Curious if I ran into some kind of temporary bug: ...
# suiteql
s
Curious if I ran into some kind of temporary bug: I have a Map/Reduce script that is used to send credit memos, but marks them as sent so they aren't processed again. It runs the following SuiteQL query. We filter out ten years worth of older credit memos that existed before the script was put into service using the transaction.id:
SELECT id, entity FROM transaction WHERE type = 'CustCred' AND custbody_sent != 'T' AND id > 16000000
However, yesterday morning, this query returned over 400 old credit memos, all of which had an id less than 16000000. It has been used daily for seven months and this is the first time it happened. Is it worth contacting support? I can't reproduce it again. Has anyone ever seen an issue like this either in a standalone query or in a script?
j
For things you can’t reproduce, in my experience NS Support will just throw their hands in the air and not care. How much is your time worth? I find this sort of thing isn’t usually worth pursuing via support because it just gets annoying trying to convince them that a product we pay hundreds of thousands of dollars for shouldn’t randomly break.
s
Yes, my thoughts exactly. The sad part is, I am having a hard time convincing the users, and especially the controller, that there is not and never was a bug in my code. I also can't assure them it can never happen again, since it obviously did once, even though the logic dictates otherwise. My proposed solution is to add a redundant safety filter, to also filter by createddate, just as an extra safety precaution. The new admin thinks the issue is that SuiteQL is unreliable and I should convert all scripts using it back to saved searches instead, but I have seen saved searches break before too, so I'm not convinced that would be a good idea. I do understand their frustration with things not working as expected, though.
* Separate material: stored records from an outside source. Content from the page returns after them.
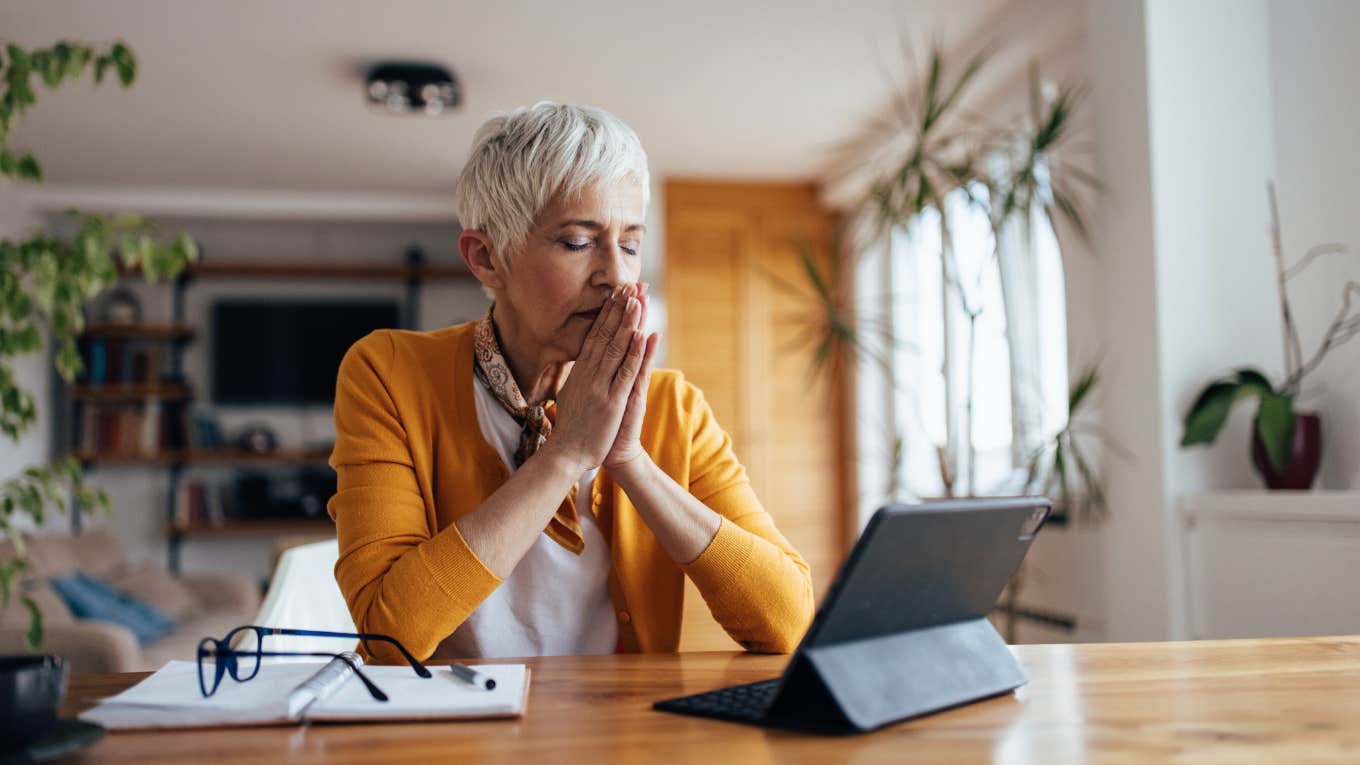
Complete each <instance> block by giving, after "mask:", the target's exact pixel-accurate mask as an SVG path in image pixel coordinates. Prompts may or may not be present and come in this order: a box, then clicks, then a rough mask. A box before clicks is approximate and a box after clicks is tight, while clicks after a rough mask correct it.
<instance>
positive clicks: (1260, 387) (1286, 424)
mask: <svg viewBox="0 0 1360 765" xmlns="http://www.w3.org/2000/svg"><path fill="white" fill-rule="evenodd" d="M1266 191H1268V195H1269V197H1270V245H1272V253H1273V256H1274V267H1276V289H1277V291H1278V294H1280V319H1281V323H1282V327H1284V368H1285V376H1284V381H1282V382H1281V384H1280V385H1274V384H1272V382H1270V378H1269V377H1268V376H1266V374H1265V373H1262V372H1261V370H1258V369H1253V368H1242V369H1238V370H1235V372H1234V373H1232V374H1228V376H1225V377H1220V378H1216V380H1212V381H1210V382H1209V384H1208V385H1205V388H1204V389H1202V391H1201V392H1200V395H1198V396H1195V402H1194V404H1191V406H1190V411H1189V412H1187V414H1186V417H1185V430H1183V434H1182V437H1180V445H1182V446H1193V445H1197V444H1213V442H1214V441H1216V440H1217V437H1219V433H1220V432H1221V430H1223V426H1224V423H1225V422H1227V421H1228V414H1229V411H1231V410H1232V406H1234V404H1235V403H1238V402H1239V400H1242V399H1255V400H1257V414H1255V418H1254V421H1253V429H1251V463H1253V466H1255V468H1257V472H1259V474H1261V478H1262V479H1263V481H1265V483H1266V487H1268V489H1292V490H1307V489H1311V487H1312V482H1314V479H1315V478H1316V475H1318V468H1319V467H1322V418H1321V415H1319V414H1318V412H1315V411H1304V410H1299V408H1297V407H1296V406H1295V404H1296V402H1297V399H1299V391H1300V388H1302V385H1303V381H1304V378H1307V376H1308V374H1310V373H1311V372H1312V370H1315V369H1316V368H1318V365H1319V363H1322V359H1323V358H1325V357H1326V355H1327V353H1330V351H1331V350H1334V348H1336V347H1337V346H1341V344H1342V343H1345V342H1348V340H1350V339H1352V338H1355V336H1356V335H1360V308H1357V306H1356V305H1353V304H1355V301H1356V299H1357V298H1360V283H1357V282H1348V283H1346V284H1345V286H1344V287H1342V290H1341V309H1340V310H1338V312H1337V316H1336V319H1334V320H1333V321H1331V325H1330V327H1329V328H1327V331H1326V332H1325V333H1323V336H1322V342H1321V343H1318V348H1316V350H1315V351H1314V354H1312V355H1311V357H1310V358H1308V359H1307V361H1304V358H1303V343H1302V342H1300V340H1299V327H1297V325H1296V324H1295V320H1293V309H1292V308H1291V306H1289V291H1288V282H1289V279H1292V278H1295V276H1297V275H1299V274H1300V272H1303V270H1304V268H1307V267H1308V264H1311V263H1312V261H1314V260H1315V259H1318V257H1322V256H1326V255H1338V253H1344V252H1345V248H1344V246H1341V245H1338V244H1325V245H1318V246H1314V248H1312V249H1310V250H1308V252H1306V253H1304V255H1303V257H1300V259H1299V261H1297V263H1295V264H1293V265H1289V267H1285V263H1284V249H1282V248H1281V244H1280V212H1278V207H1277V204H1276V195H1274V185H1273V184H1269V185H1268V186H1266Z"/></svg>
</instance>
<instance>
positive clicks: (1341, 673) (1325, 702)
mask: <svg viewBox="0 0 1360 765" xmlns="http://www.w3.org/2000/svg"><path fill="white" fill-rule="evenodd" d="M1015 652H1016V655H1017V656H1019V657H1020V660H1021V663H1023V664H1024V666H1025V668H1027V670H1028V672H1030V685H1028V686H1025V687H1023V689H1020V690H1019V691H1016V693H1015V694H1012V696H1006V697H1001V698H993V700H989V701H983V702H981V704H975V705H970V706H964V708H959V709H953V711H949V712H944V713H940V715H933V716H929V717H922V719H918V720H911V721H907V723H899V724H896V726H892V727H888V728H885V730H883V731H879V732H874V734H869V735H862V736H846V738H816V736H809V735H800V734H793V732H779V731H766V730H762V728H752V727H745V726H737V724H730V723H721V721H711V720H702V719H694V717H680V716H675V715H665V713H661V712H653V711H651V709H650V704H651V701H654V700H657V698H665V697H670V696H680V694H685V693H695V691H699V690H707V689H713V687H718V686H722V685H730V683H740V682H751V681H756V679H762V678H767V677H771V675H775V674H777V672H778V671H779V670H781V668H782V666H783V663H785V660H786V657H783V656H755V655H745V653H680V655H657V656H568V657H545V659H530V660H529V664H530V666H532V667H533V682H532V689H530V694H529V711H528V713H526V715H525V717H522V719H520V720H503V721H475V723H424V724H412V723H393V724H377V726H352V724H351V726H330V724H314V726H305V727H275V728H237V730H219V731H193V732H190V731H177V732H122V734H109V735H107V736H105V739H103V740H101V742H99V743H98V745H95V746H94V747H91V749H88V750H86V751H84V753H82V754H80V755H79V757H78V758H76V761H80V762H120V764H122V762H178V761H209V760H230V761H249V762H253V764H264V762H275V761H321V760H328V761H340V762H364V764H369V762H398V761H409V762H431V764H432V762H481V761H487V762H537V764H543V765H547V764H556V762H665V764H668V765H679V764H684V762H702V764H704V765H725V764H728V762H734V764H737V765H764V764H768V762H828V761H834V762H857V764H860V762H949V764H951V765H957V764H963V762H1005V764H1023V762H1038V764H1055V762H1163V761H1170V762H1234V764H1236V762H1360V636H1353V637H1323V638H1297V640H1239V641H1202V642H1144V644H1092V645H1023V647H1016V648H1015ZM141 677H144V675H143V674H124V675H78V677H75V678H73V679H72V683H71V693H69V698H68V702H67V713H68V715H72V713H76V712H78V711H80V709H84V708H87V706H90V705H91V704H92V702H94V701H95V700H98V698H102V697H105V696H109V694H112V693H116V691H118V690H121V689H124V687H126V686H129V685H132V683H133V682H135V681H137V679H140V678H141Z"/></svg>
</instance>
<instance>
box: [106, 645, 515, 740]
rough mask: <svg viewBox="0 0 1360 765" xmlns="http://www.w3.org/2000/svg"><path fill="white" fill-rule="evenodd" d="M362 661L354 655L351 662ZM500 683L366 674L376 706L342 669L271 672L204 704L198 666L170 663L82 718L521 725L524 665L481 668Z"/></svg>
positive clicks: (298, 670)
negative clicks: (411, 721) (488, 682)
mask: <svg viewBox="0 0 1360 765" xmlns="http://www.w3.org/2000/svg"><path fill="white" fill-rule="evenodd" d="M350 656H351V657H352V659H358V656H355V655H350ZM477 671H479V672H481V674H486V675H490V677H491V678H492V679H495V681H496V687H495V689H494V690H484V689H480V687H473V686H472V685H469V683H466V682H464V681H461V679H458V678H457V677H456V675H454V674H453V672H450V671H449V667H435V666H431V667H430V672H431V674H432V677H430V678H420V677H416V674H415V672H412V671H411V667H405V666H392V667H385V666H384V667H379V666H364V667H363V674H364V675H367V677H369V679H371V681H373V682H374V685H377V686H378V687H379V689H382V691H384V693H386V696H388V701H377V700H374V698H373V697H371V696H370V694H369V690H367V689H366V687H364V686H363V682H360V681H359V679H358V678H355V677H354V670H351V668H350V667H348V666H345V664H344V663H343V662H339V660H333V662H329V663H328V662H307V663H288V664H283V663H280V664H265V666H262V667H260V674H257V675H256V677H254V678H253V679H250V681H248V682H237V681H233V679H231V678H223V679H222V685H220V686H219V687H218V690H216V693H214V694H212V696H209V697H207V698H204V697H203V693H201V691H200V690H199V667H197V663H194V662H170V663H167V664H166V666H163V667H160V668H159V670H156V671H155V672H154V674H152V675H151V677H148V678H147V679H144V681H141V682H139V683H137V685H135V686H132V687H129V689H128V690H125V691H122V693H120V694H117V696H112V697H109V698H105V700H102V701H101V702H99V704H98V705H97V706H94V708H92V709H88V711H86V712H83V713H82V715H80V719H82V720H86V721H88V723H97V724H99V726H103V727H105V728H109V730H139V728H188V727H219V726H287V724H296V723H301V721H303V720H311V721H321V720H324V721H384V720H392V721H396V720H456V719H495V717H518V716H521V715H524V709H525V705H526V702H528V694H529V670H528V667H525V666H524V664H479V666H477Z"/></svg>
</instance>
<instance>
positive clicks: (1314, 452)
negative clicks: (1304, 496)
mask: <svg viewBox="0 0 1360 765" xmlns="http://www.w3.org/2000/svg"><path fill="white" fill-rule="evenodd" d="M1251 464H1254V466H1257V472H1258V474H1261V478H1262V479H1265V482H1266V489H1293V490H1304V491H1306V490H1308V489H1312V481H1314V479H1315V478H1316V476H1318V468H1319V467H1322V418H1321V417H1318V412H1314V411H1297V412H1295V419H1293V444H1292V445H1291V449H1289V461H1288V463H1285V466H1284V470H1276V468H1274V466H1272V464H1270V457H1269V456H1266V446H1265V444H1262V442H1261V436H1259V434H1258V433H1257V429H1255V427H1253V429H1251Z"/></svg>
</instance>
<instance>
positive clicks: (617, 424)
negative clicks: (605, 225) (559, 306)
mask: <svg viewBox="0 0 1360 765" xmlns="http://www.w3.org/2000/svg"><path fill="white" fill-rule="evenodd" d="M646 310H647V291H646V284H642V286H639V284H627V286H622V287H616V289H615V291H613V293H612V294H611V295H609V298H608V299H605V302H604V305H602V306H601V308H600V314H598V316H597V317H596V320H594V324H593V325H592V327H590V331H589V332H588V333H586V339H585V344H583V346H582V348H581V355H579V357H577V361H575V365H573V368H571V373H570V374H568V376H567V381H566V382H563V385H562V389H560V391H558V417H556V422H555V425H554V427H552V436H551V437H549V438H548V442H547V444H545V445H544V448H545V449H551V451H552V452H556V453H558V455H560V456H562V457H564V459H567V460H570V461H571V463H573V464H574V466H575V467H577V468H579V471H578V472H585V471H586V470H590V468H593V467H596V466H602V467H605V468H608V470H613V471H622V470H624V468H627V467H628V466H630V464H634V463H635V461H636V460H639V459H645V457H646V452H645V451H643V449H642V444H641V440H639V437H641V434H642V418H643V415H645V414H646V408H647V384H649V378H650V377H651V359H653V355H654V354H656V350H657V340H658V336H657V333H651V335H646V333H645V332H643V323H645V320H646Z"/></svg>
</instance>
I suppose I could also add checks in the Map and Reduce code to look at the internal id and not touch anything with id < 16000000, too. That would really guarantee it.
The code review for this one will be fun to explain
c
ids (internal id field) on records are not guaranteed to be sequential and not guaranteed to not have gaps in numbering. i would recommend using a different field that is more deterministic for your query (something like
createdDate
)
s
In retrospect, yes, we can not assume that NetSuite will never go back and re-use numbers that haven't already been used in the past, or that internal ids will always be positive integers, so we did implement the created date filter, and will eventually have to take the id filter out.